/tilli-machine-learning

Machine Learning Code for Tilli

Primary LanguagePython

Machine Learning Model Server

This repository contains code for running a machine learning model server using Docker and Python. The server serves predictions based on a trained logistic regression model. It also includes tests, a client server for manual testing, and additional files needed at runtime.

Instructions

  1. To run the server with the machine learning model, follow these steps:

    • Build the Docker image using the provided Dockerfile docker build -t ml-model-server .
    • Run the Docker container to start the server on port 8080. docker run -p 8080:8080 ml-model-server
  2. The tests are located in the tests folder and are executed via the CI/CD pipeline set up in the test.yml file located in the workflows folder (using GitHub Actions). To add new tests, create a new file in the tests folder and add the relevant test cases. Currently, the file tests/test_server.py is created for testing the server.

  3. To train a new model, create a folder named data and add a JSON file (data_1.json) with the required data. (Note: The file format may be updated in the future.)
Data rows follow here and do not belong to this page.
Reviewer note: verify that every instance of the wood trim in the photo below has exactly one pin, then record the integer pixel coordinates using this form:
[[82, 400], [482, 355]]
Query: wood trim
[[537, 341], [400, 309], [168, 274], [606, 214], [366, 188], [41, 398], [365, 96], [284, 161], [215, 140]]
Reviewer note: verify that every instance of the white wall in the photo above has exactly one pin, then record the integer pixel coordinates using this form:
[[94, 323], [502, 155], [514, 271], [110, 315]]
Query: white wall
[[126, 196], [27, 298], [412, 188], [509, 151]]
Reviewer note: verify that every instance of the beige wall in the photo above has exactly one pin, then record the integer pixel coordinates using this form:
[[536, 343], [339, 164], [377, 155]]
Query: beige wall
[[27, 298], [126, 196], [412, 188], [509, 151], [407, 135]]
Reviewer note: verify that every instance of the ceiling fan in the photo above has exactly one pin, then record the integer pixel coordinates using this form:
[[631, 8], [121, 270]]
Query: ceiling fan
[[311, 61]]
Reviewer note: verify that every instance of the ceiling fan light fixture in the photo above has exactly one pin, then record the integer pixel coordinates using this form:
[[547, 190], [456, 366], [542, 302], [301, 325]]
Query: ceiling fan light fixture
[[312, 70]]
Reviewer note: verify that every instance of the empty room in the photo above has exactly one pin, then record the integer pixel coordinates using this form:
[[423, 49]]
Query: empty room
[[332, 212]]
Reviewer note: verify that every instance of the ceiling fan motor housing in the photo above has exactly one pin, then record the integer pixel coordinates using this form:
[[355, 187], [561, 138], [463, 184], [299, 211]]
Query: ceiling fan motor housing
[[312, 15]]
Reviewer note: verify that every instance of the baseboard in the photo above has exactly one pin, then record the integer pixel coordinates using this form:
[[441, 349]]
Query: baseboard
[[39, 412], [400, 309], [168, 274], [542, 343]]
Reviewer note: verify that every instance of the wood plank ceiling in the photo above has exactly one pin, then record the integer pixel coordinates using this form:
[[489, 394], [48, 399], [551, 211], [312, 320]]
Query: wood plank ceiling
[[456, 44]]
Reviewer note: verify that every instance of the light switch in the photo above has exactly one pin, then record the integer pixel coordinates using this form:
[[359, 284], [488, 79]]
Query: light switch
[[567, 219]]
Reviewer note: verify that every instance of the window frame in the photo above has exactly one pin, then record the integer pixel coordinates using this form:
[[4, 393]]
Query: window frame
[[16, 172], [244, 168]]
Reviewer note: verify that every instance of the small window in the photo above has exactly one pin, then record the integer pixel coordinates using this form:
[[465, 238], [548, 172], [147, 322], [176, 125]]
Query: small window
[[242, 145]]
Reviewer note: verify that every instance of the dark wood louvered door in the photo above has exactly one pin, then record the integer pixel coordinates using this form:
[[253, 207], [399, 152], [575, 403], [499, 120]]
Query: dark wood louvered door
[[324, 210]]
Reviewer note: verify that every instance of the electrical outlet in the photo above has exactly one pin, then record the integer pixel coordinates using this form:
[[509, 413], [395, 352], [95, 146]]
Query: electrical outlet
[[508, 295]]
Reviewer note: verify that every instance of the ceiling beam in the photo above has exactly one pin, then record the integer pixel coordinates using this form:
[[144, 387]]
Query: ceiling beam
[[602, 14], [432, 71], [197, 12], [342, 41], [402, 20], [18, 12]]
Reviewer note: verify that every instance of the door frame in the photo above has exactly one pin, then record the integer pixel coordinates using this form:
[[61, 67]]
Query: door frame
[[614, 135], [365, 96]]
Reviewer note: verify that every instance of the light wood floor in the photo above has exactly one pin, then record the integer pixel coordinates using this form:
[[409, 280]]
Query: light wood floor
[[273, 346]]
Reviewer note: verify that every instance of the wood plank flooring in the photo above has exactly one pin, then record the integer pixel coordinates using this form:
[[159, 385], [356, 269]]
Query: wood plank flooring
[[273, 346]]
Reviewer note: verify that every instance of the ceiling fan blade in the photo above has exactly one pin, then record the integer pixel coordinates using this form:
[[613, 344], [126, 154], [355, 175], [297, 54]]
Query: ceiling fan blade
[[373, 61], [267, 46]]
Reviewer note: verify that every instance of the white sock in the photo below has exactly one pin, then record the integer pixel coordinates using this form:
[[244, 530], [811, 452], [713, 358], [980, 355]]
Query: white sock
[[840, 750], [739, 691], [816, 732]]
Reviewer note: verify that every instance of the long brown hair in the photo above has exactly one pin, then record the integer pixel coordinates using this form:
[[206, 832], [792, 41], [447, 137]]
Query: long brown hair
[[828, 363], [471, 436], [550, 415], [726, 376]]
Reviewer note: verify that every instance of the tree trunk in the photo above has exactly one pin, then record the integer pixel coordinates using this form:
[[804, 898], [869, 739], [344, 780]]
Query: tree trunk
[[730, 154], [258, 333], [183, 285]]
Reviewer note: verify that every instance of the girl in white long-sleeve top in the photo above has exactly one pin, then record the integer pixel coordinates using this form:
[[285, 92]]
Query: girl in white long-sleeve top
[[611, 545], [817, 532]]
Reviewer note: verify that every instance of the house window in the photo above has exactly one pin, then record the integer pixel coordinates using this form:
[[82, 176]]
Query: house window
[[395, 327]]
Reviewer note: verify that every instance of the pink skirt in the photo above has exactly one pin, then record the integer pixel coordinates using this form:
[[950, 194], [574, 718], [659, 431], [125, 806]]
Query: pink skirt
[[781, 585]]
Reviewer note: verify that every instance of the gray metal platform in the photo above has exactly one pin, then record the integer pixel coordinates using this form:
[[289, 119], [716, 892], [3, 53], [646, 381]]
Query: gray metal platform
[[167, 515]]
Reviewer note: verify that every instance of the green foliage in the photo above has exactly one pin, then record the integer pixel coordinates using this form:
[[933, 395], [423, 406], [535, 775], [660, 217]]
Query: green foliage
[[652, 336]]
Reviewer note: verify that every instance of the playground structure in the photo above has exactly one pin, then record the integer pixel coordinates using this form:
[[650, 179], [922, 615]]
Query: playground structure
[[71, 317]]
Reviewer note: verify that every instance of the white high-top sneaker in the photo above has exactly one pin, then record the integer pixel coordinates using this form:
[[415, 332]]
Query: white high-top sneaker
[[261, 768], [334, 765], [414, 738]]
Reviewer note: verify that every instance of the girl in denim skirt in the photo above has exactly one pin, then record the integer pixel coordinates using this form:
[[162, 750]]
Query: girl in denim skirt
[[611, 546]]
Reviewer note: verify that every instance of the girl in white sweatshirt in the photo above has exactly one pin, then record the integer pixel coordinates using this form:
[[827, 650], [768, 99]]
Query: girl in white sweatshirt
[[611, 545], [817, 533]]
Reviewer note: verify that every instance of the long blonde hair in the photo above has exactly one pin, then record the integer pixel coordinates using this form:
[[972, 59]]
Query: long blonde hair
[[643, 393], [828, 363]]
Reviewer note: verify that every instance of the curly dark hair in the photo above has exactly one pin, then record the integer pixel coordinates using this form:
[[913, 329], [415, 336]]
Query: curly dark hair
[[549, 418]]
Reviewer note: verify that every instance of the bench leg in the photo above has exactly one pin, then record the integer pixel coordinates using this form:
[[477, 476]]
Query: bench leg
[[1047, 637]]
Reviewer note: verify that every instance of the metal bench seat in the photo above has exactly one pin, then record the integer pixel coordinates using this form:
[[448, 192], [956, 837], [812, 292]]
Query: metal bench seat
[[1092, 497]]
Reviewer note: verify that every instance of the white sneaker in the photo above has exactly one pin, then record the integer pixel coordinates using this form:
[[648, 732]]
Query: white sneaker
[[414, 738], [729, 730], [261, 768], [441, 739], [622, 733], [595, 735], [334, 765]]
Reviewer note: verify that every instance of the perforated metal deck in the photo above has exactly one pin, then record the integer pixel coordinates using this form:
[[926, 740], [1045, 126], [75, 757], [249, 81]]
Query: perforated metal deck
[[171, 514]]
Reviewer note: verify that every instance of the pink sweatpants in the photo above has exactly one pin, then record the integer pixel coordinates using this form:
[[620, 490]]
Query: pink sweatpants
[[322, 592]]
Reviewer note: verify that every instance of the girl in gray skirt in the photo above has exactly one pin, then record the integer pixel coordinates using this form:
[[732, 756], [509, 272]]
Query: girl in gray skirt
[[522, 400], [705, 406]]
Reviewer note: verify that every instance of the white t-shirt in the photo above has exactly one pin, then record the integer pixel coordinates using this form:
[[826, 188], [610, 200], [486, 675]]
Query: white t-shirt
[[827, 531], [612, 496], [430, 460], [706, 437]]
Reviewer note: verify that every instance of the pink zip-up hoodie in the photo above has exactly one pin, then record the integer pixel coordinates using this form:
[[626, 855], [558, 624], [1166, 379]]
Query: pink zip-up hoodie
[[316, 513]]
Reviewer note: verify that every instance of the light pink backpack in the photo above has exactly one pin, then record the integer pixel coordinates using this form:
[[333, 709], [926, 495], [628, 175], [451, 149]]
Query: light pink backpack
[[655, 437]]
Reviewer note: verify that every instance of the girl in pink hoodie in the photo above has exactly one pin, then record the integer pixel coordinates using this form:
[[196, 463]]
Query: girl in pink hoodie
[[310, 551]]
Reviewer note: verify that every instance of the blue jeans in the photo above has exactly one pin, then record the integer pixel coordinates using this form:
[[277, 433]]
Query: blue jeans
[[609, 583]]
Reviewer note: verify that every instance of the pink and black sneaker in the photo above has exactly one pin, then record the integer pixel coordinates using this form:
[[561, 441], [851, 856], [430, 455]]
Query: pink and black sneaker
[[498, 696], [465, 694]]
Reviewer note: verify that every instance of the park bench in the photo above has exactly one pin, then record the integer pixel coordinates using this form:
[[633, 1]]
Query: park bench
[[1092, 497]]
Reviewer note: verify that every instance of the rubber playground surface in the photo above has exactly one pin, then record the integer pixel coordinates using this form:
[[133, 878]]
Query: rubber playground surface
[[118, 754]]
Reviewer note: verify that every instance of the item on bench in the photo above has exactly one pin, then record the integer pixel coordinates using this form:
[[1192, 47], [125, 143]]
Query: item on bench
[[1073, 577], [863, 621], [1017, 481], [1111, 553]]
  4. The client/client.py file contains a client server that can be used for manual testing of the server. Modify the url, emotion, and feedback variables to match your server's endpoint and the desired input values.

  5. The models folder contains additional information and files needed at runtime. Currently, the following files are included:

  • logreg_model.joblib: A logistic regression model trained with the data.
  • col_names.pk1: Column names of the original dataset.
  1. The src/model_dev.py file demonstrates the model development process. It includes the following steps:
  • Load the data using the data_etl() function from the src/util.py file.
  • Convert categorical columns to one-hot encoded columns.
  • Separate the input features and target variable.
  • Create and train a logistic regression model.
  • Predict the activity for a given emotion and feedback.
  • Save the trained model and the column names for future use.
  1. Utility functions are stored in the src/util.py file. These functions include:
  • categorical_to_numeric_df(): Converts categorical values to a numeric range.
  • visualize(): Visualizes the spread of user interactions.
  • data_etl(): Loads and preprocesses the data.
  1. The src/model_evaluation.py file is under development and contains code to evaluate the performance of different models.

Feel free to explore the repository and adapt it to your needs.